On 9 April 2013, the runway designation changed from 01/19 to 02/20 due to magnetic variation. The airport was closed between June and September 2017, when the runway was extended from 2900 to 3500 m, making it the longest in Argentina.

==Airlines and destinations==
===Passenger===

| Airlines | Destinations |
|---|---|
| Aerolíneas Argentinas | Buenos Aires–Aeroparque, Córdoba (AR), Puerto Iguazú, Punta Cana, Salta, San Carlos de Bariloche Seasonal: Buenos Aires–Ezeiza,^{[citation needed]}, Florianópolis, Mar del Plata^{[citation needed]} |
| Copa Airlines | Panama City–Tocumen |
| JetSmart Argentina | Buenos Aires–Aeroparque, Buenos Aires–Ezeiza |

===Cargo===
Tucumán is the second busiest airport in Argentina by cargo tonnage, after Buenos Aires-Ezeiza. Most cargo flights are scheduled between September and November, taking fresh fruit to Europe and the United States.

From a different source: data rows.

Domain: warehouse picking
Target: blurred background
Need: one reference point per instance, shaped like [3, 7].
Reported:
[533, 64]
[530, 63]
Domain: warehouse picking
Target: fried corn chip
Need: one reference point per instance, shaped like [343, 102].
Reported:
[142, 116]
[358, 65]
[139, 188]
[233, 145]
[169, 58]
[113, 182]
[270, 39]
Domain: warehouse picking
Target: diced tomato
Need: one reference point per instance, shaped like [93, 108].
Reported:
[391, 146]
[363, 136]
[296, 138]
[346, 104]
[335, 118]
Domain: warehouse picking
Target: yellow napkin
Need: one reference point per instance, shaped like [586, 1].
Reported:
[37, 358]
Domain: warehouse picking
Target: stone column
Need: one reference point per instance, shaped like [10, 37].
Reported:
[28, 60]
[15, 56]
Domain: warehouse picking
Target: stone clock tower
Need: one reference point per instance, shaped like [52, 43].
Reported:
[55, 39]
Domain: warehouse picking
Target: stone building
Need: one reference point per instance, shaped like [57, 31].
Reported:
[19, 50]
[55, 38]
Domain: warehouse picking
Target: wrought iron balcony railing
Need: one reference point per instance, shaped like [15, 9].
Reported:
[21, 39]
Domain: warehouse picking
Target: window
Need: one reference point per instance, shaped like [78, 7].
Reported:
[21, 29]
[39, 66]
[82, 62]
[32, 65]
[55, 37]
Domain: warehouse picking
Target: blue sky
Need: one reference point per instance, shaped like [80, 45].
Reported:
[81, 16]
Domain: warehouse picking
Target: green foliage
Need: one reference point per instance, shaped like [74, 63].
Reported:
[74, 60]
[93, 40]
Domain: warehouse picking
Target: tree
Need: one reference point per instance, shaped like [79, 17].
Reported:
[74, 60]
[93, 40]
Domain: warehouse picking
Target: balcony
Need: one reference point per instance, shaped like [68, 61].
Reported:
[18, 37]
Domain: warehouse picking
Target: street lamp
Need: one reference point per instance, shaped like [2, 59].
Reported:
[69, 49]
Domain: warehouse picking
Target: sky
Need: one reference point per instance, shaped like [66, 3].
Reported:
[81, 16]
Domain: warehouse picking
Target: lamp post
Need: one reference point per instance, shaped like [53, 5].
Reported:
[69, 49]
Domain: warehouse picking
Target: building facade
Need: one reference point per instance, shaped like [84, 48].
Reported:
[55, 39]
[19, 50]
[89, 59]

| Airlines | Destinations |
|---|---|
| Atlas Air | Miami |
| LATAM Cargo Chile | Seasonal: Miami |

==Statistics==

Traffic by calendar year. Official ORSNA statistics
|  | Passengers | Change from previous year | Aircraft operations | Change from previous year | Cargo (metric tons) | Change from previous year |
| 2011 | 404,040 | −1.71% | 6,007 | −2.21% | 4,937 | +58,95% |
| 2012 | 444,893 | +10.11% | 5,655 | −5.86% | 5,167 | +4.59% |
| 2013 | 500,906 | +12.59% | 6,099 | +7.85% | 3,427 | −33.64% |
| 2014 | 523,191 | +4.45% | 5,538 | −9.20% | 5,950 | +73.62% |
Source: ORSNA (es)

==Ground transportation==
Tucumán International Airport has direct public transport links to San Miguel de Tucumán served by Bus nº 121 to the Bus Terminal Station, through AV. Avellaneda. Route A016 (continuation from Av. Sarmiento) provides access to the City Center. Taxis and rental cars are available as well, as is the case in most airports.

==Accidents and incidents==

- On 28 August 1975, leftist guerillas set off explosives on the runway as a military C-130 Hercules plane was attempting to take off. Four people on board were killed and 35 injured.
- In 1981, Austral Líneas Aéreas Flight 901 crashed in a river near Buenos Aires, en route from Tucumán, killing all 31 on board.